I would suggest that we all quit encouraging the role of gatekeeper and giving all the new folks a hard time, including the delurkers. Let's try not responding to whatever criticism of us they choose to make, for whatever reason, and focus on responding to whatever they want to initiate and see if we can't integrate it into what we are doing.
When the chaos persists, a second defense may be erected: the group institutionalizes itself. Instead of personal attributes (sex, race, age) onto which projections may confidently be directed, roles become prominent and formalized. For example, consultants are not heard as potentially useful colleagues in a shared investigation but are invited to become managers of the event. Or those with assertive voices become gurus. . . By institutionalizing itself in this fashion, a large group may believe that it will survive its own inherent destructiveness. But it does so at a cost to the individual, who begins to lose his distinctiveness. Individuals become more a role than a person; they find themselves in an institution that they have not created and to which they do not feel committed. Each individual is either lost in the chaos of the group or institutionalized into subgroups and into limiting and limited roles, and thus depersonalized. In this setting, leadership rapidly becomes stereotyped and dull, and the leader's mediating function of enabling work to develop diminishes, producing further frustration. _ (Shapirio & Carr, 1991. Lost in Familiar Places; Creating New Connections between the Individual and Society. New Haven: Yale, 168-9)
From my perspective, tribes tend to form around useful codependencies that may include affinities. In human beings, we seem to survive and dominate our environment by distributing tasks among those of us who can best tolerate a given activity, and hopefully, among those of us who are best equipped for carrying it out. In following this process, we tend for farm our ranks of member's skills for the most gifted among us relative to a specific task.
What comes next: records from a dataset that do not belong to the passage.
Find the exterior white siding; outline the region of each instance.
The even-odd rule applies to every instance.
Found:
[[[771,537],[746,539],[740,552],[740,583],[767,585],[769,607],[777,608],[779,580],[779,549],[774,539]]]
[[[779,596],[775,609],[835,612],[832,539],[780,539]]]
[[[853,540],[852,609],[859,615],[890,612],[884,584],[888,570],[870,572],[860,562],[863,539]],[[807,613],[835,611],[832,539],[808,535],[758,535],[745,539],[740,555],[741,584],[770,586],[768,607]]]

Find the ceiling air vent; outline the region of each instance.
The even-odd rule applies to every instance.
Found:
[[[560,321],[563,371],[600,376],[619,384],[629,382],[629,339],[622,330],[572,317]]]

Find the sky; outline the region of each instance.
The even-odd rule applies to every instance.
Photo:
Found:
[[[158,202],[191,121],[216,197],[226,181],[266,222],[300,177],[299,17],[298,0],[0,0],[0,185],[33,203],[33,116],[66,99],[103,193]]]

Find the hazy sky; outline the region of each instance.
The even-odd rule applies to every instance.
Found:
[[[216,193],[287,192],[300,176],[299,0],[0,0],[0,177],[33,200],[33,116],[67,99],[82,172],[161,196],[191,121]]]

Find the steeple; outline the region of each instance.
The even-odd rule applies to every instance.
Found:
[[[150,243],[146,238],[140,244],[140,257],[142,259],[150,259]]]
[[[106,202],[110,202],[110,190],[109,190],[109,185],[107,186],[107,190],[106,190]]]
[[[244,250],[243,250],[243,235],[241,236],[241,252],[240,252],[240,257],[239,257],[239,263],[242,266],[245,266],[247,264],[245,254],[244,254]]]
I'm not talking about interacting in a group like you would at a cocktail party or in the bedroom with your lover or in confession. To my way of thingking the nature of your participation and in many cases the nature of your experience isn't about YOU! Its about the GROUP and your role as a MEMBER! These are 2 very different functional roles
Those of you who have become accustomed to my role as the "Cassandra of Affect" may be wondering what affect to attach to what I'm saying.
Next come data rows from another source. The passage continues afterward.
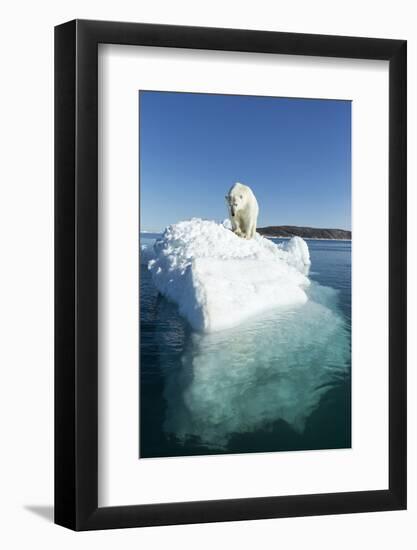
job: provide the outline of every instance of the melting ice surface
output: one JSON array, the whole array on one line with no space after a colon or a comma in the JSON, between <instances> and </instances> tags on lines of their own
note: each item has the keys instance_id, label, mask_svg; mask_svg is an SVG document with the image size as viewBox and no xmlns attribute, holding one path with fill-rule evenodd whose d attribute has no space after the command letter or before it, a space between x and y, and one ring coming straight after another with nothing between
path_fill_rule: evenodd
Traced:
<instances>
[{"instance_id":1,"label":"melting ice surface","mask_svg":"<svg viewBox=\"0 0 417 550\"><path fill-rule=\"evenodd\" d=\"M301 239L277 246L261 237L243 241L214 222L182 223L192 224L197 242L184 243L183 225L171 227L155 252L150 239L142 248L141 456L349 447L350 243L309 243L309 280ZM207 243L198 228L206 236L214 229L215 237ZM220 242L228 245L223 258ZM222 261L230 262L225 286L213 282ZM255 261L262 268L250 270ZM170 275L162 276L166 267ZM239 270L244 286L237 284ZM204 293L199 285L206 279L213 287ZM318 284L323 280L339 290ZM227 307L213 313L223 298L219 288L229 291ZM191 307L182 292L193 289L201 294ZM225 328L221 316L230 318L243 289L250 306Z\"/></svg>"},{"instance_id":2,"label":"melting ice surface","mask_svg":"<svg viewBox=\"0 0 417 550\"><path fill-rule=\"evenodd\" d=\"M286 245L259 234L245 240L223 224L192 219L169 226L144 261L161 294L203 332L307 301L310 256L299 237Z\"/></svg>"}]
</instances>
Gurus are implacable? Gurus aren't swayed by the same forces that govern the rest of mundane human behaviour? Like responding to provocation and getting pissed off? Gurus maintain a blank screen posture? Gurus sit on the boundary - apart from the fray of the interior - and make mysterious, relatively detached (low-affect) pronouncements?
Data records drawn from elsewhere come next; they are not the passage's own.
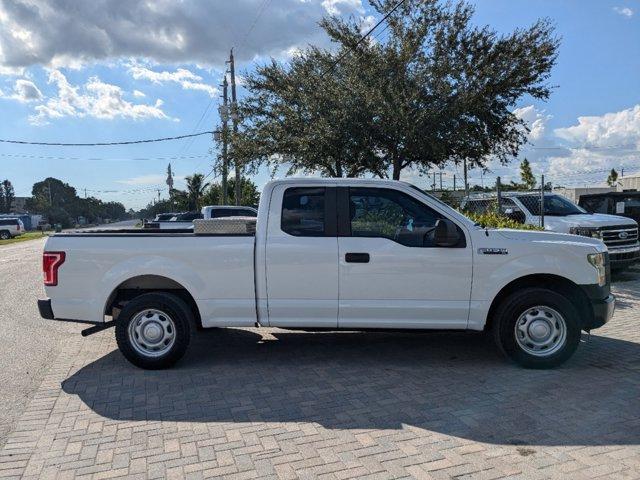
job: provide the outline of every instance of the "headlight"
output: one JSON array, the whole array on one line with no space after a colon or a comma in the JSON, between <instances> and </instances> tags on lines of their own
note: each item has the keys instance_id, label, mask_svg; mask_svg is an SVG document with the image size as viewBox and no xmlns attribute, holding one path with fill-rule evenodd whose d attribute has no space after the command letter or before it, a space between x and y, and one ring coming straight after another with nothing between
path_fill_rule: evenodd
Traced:
<instances>
[{"instance_id":1,"label":"headlight","mask_svg":"<svg viewBox=\"0 0 640 480\"><path fill-rule=\"evenodd\" d=\"M569 233L573 235L581 235L583 237L600 238L600 232L597 228L592 227L571 227Z\"/></svg>"},{"instance_id":2,"label":"headlight","mask_svg":"<svg viewBox=\"0 0 640 480\"><path fill-rule=\"evenodd\" d=\"M604 253L590 253L587 255L587 260L598 272L598 285L604 286L607 283L607 266Z\"/></svg>"}]
</instances>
I'm more interested in what operates in this group to both draw gurus in (they are drawn in here, for some reason) and how the group functions to dismantle them, and why the group does this. Yes, it's something about authority and power and a whole lot of ambivalence
While I'm at it, let me make a brief point about the "guru" label. That term just happens to be handy and useful when referring to the cohort of behaviors associated in our minds with the concept of maintaining control. Control over self. While I would argue that I don't really aspire to be a guru for the group; I would quickly add that I do aspire to be in control of myself and my feelings so that I assist rather than resist discussion here. In that context, call me guru.